From the age of eight, Tim Lott read anything he could lay his hands on: Dostoevsky, Orwell, Baldwin. At the local library, not at school, because being clever didn't make you liked. "I think I always knew I wanted to be a writer, but thought it was impossible because writers came from a class, they were gods really. You didn't have a chance of joining them, but you had a chance of being a journalist, I suppose. My own horizons were utterly truncated by a social background in which one's expectations were so limited. When I told the careers master at school that I wanted a job at the local paper, he just laughed, thought it was ridiculous. Even that was for someone with a degree.
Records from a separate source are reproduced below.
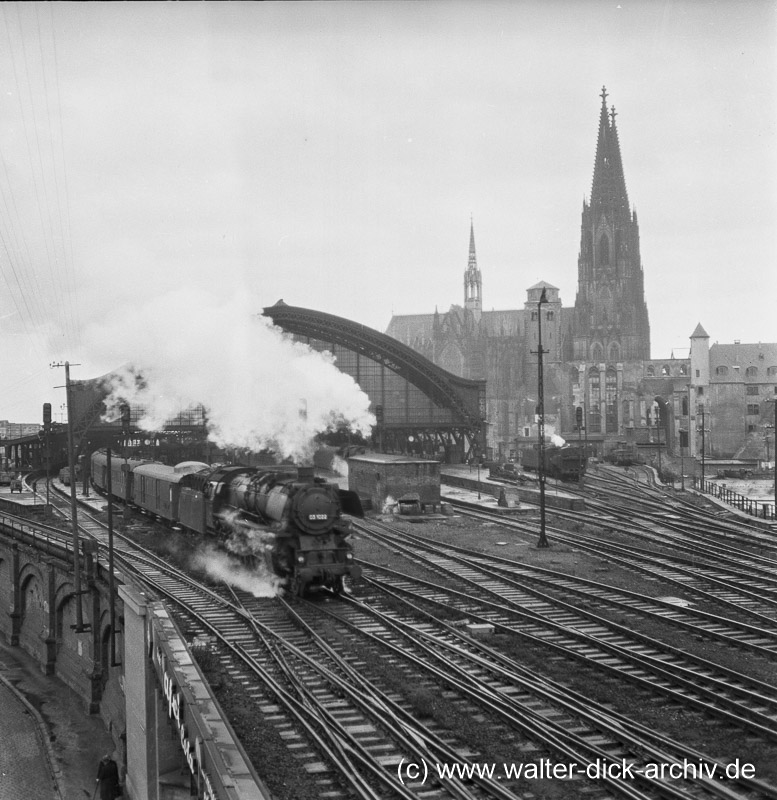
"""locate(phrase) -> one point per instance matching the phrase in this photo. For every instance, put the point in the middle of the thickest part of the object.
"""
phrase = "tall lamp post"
(80, 626)
(774, 404)
(542, 542)
(703, 447)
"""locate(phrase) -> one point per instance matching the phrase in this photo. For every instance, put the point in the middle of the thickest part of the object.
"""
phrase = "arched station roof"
(464, 397)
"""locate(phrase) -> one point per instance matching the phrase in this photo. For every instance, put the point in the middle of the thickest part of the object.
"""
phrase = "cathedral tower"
(473, 285)
(611, 320)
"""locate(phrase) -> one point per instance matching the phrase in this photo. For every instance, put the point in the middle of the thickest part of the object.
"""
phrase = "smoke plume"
(223, 567)
(260, 389)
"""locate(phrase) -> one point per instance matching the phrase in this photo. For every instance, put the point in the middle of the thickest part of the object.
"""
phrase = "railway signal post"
(542, 542)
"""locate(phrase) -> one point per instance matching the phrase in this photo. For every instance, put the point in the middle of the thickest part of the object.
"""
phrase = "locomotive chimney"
(305, 473)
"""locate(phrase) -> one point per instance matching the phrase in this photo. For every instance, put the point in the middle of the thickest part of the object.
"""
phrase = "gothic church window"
(604, 250)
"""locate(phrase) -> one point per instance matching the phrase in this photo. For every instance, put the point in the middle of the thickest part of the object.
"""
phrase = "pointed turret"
(473, 299)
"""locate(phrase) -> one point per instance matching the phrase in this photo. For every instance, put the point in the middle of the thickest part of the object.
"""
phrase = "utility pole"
(46, 433)
(79, 627)
(542, 542)
(703, 448)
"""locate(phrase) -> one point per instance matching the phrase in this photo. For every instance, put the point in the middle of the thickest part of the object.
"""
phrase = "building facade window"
(611, 400)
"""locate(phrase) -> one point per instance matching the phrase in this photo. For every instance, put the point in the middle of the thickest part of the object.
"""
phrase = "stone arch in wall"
(32, 606)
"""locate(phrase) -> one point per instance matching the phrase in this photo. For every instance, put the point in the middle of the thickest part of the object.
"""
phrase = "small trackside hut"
(395, 483)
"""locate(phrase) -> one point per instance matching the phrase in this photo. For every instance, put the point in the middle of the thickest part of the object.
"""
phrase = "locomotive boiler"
(300, 518)
(566, 463)
(293, 520)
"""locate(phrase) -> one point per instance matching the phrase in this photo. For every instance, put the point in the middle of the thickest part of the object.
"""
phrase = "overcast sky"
(331, 154)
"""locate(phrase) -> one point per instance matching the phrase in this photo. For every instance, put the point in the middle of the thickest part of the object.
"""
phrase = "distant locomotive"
(294, 519)
(566, 463)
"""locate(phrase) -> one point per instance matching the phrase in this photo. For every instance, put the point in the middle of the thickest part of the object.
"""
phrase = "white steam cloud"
(223, 567)
(259, 388)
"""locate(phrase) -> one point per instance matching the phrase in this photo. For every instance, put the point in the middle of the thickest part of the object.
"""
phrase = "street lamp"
(774, 403)
(80, 626)
(542, 541)
(703, 448)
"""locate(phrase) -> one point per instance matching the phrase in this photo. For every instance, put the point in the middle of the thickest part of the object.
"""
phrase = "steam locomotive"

I said: `I don't care what you think, that's what I'm going to do.' Because I am a very determined person and have a huge amount of drive, or used to."
As the blurb on the book tells you, Tim Lott got what he wanted - and went to university. He read politics and history at the London School of Economics, worked as a journalist, broadcaster, magazine editor and television producer. He has achieved the "bigger, wider, shinier" world that his alter ego, Frankie the Fib wanted. Winning the Whitbread, says Lott, was only matched by winning his class essay competition at the age of eight, subject: James Bond.
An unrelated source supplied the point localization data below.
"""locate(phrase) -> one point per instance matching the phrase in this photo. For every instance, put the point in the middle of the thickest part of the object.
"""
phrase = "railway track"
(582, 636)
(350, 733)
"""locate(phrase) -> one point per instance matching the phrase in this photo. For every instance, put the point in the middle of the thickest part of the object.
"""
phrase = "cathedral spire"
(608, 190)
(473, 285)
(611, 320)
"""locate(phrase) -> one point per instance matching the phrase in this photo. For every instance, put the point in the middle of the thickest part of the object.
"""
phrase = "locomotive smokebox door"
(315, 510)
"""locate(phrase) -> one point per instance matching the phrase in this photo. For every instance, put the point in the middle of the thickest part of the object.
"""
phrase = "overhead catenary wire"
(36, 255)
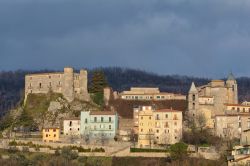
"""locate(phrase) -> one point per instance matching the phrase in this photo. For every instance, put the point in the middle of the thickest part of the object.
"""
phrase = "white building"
(71, 126)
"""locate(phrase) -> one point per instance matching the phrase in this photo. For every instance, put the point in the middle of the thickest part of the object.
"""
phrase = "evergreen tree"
(98, 82)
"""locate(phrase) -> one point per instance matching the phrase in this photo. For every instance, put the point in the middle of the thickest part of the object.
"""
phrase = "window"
(248, 124)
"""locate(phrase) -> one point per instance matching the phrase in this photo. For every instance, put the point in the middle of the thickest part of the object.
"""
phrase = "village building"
(210, 99)
(99, 124)
(240, 155)
(232, 125)
(158, 126)
(51, 134)
(142, 93)
(237, 108)
(71, 126)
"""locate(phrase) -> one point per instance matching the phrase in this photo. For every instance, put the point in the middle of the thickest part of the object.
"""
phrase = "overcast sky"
(207, 38)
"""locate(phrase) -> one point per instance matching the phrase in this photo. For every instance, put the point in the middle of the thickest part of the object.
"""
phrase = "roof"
(102, 113)
(193, 88)
(73, 118)
(239, 105)
(231, 76)
(37, 74)
(240, 114)
(242, 158)
(167, 110)
(217, 81)
(51, 127)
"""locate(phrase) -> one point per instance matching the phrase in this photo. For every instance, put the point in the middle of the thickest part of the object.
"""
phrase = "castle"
(71, 85)
(211, 98)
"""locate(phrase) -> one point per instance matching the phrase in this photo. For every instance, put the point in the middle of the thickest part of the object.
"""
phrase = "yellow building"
(159, 126)
(51, 134)
(168, 126)
(146, 126)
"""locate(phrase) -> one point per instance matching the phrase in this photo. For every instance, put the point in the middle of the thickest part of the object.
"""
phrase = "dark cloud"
(204, 38)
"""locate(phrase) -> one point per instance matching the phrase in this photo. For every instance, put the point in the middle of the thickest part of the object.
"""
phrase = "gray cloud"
(204, 38)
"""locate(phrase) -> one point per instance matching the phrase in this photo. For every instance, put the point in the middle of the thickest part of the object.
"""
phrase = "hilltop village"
(139, 119)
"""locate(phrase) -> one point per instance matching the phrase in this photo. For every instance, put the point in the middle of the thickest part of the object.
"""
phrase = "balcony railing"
(99, 121)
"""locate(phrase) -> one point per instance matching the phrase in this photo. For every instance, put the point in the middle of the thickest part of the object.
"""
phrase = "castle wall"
(71, 85)
(42, 83)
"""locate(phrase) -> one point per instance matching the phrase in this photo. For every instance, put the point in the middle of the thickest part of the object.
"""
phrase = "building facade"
(71, 85)
(71, 126)
(51, 134)
(210, 99)
(98, 124)
(232, 125)
(159, 126)
(141, 93)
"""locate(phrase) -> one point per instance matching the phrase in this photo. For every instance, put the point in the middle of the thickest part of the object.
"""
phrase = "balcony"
(99, 121)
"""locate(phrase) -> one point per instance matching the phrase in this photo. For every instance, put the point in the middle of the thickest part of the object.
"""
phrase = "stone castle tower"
(71, 85)
(193, 99)
(232, 89)
(213, 96)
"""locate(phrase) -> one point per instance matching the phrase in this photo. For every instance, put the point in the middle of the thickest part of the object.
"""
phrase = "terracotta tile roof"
(240, 114)
(239, 105)
(102, 113)
(248, 156)
(73, 118)
(167, 110)
(51, 128)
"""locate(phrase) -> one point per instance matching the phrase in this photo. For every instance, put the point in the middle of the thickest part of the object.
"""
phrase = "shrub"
(178, 151)
(148, 150)
(67, 153)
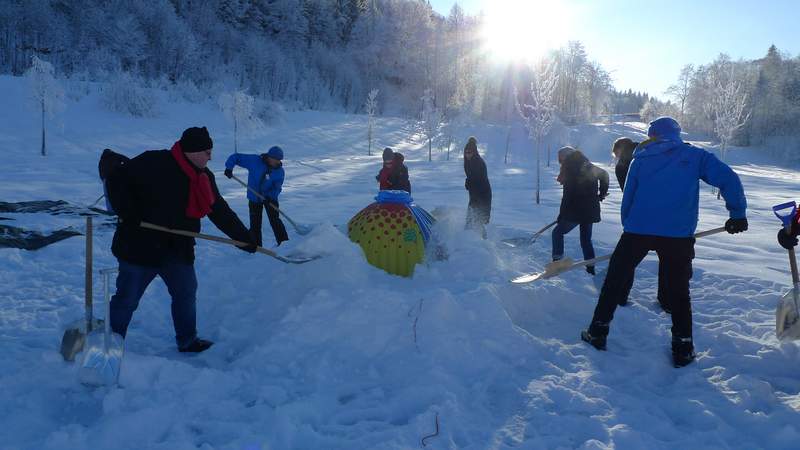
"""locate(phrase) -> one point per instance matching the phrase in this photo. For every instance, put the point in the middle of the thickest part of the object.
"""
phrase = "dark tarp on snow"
(15, 237)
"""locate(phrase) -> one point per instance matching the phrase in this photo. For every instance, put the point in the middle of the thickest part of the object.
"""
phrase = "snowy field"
(336, 354)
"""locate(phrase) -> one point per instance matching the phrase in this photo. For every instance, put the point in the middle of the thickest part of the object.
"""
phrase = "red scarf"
(201, 197)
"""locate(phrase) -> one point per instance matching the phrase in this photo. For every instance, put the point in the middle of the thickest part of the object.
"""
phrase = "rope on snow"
(434, 434)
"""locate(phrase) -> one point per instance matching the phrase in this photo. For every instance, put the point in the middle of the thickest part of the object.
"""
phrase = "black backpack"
(109, 162)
Tim Lott's background is solidly white working-class. He was brought up in heavily immigrant Southall. His mother was born in Shepherd's Bush, his father spent his working life - 38 years - working in a greengrocer's in Notting Hill. He says he knew that White City Blue was going to be a success when his father read it and loved it. "When I said, `why do you like it, Dad?' he said, because he liked the characters, he believed in them and he cared about them. The first novel I wrote, and which never got published, he didn't like. So he's my old grey whistle test.
"He's very much a template for me of an Englishman that's not written about. And it's one of the things that drives my writing in some ways. I look at my father, he's a decent man, a decent intelligent man who's worked hard all his life, who's got enormous personal dignity and integrity. And I know many men of his generation. "And yet when I read about people like him in books, there's no sense of this. Yes, he wears bad clothes and Pringle sweaters; doubtless to the average Hampstead intellectual he would appear absurd, because he's not a miner, or working in a factory, traditionally the kind of working-class people that are lionised by the intellectuals. But he is England, my dad is England.
"And I do think the English are a remarkable culture and one that I kind of admire and am proud of, and I say this from a left-liberal point of view, very different to the tub-thumping Telegraph reader where it shades into fascism. I'm proud of its multiculturalism, I'm proud of its tolerance, I'm proud of its ability to integrate and I'm also proud of the southern English who are never mentioned by intellectuals who are writing about those northern working-class towns."
The comfortable world of Tony, Colin, Nodge and Frankie the Fib finally falls apart when the layers of dishonesty, built up over the years, are stripped away. "For Frankie and his friends these layers of dishonesty build up through fear, they are too terrified really - although they would never admit it in a million years - to move on. And the moment when the veils of denial are lifted, that's the moment the writer always looks for: the moment all those lies we tell each other finally fall away to reveal your essence, the testing moment when you discover who you really are and who the people you love are, and you can't turn away."
White City Blue is published by Viking. The Whitbread Book Of The Year Awards will be announced tonight and will be broadcast on BBC2 at 9.30 p.m.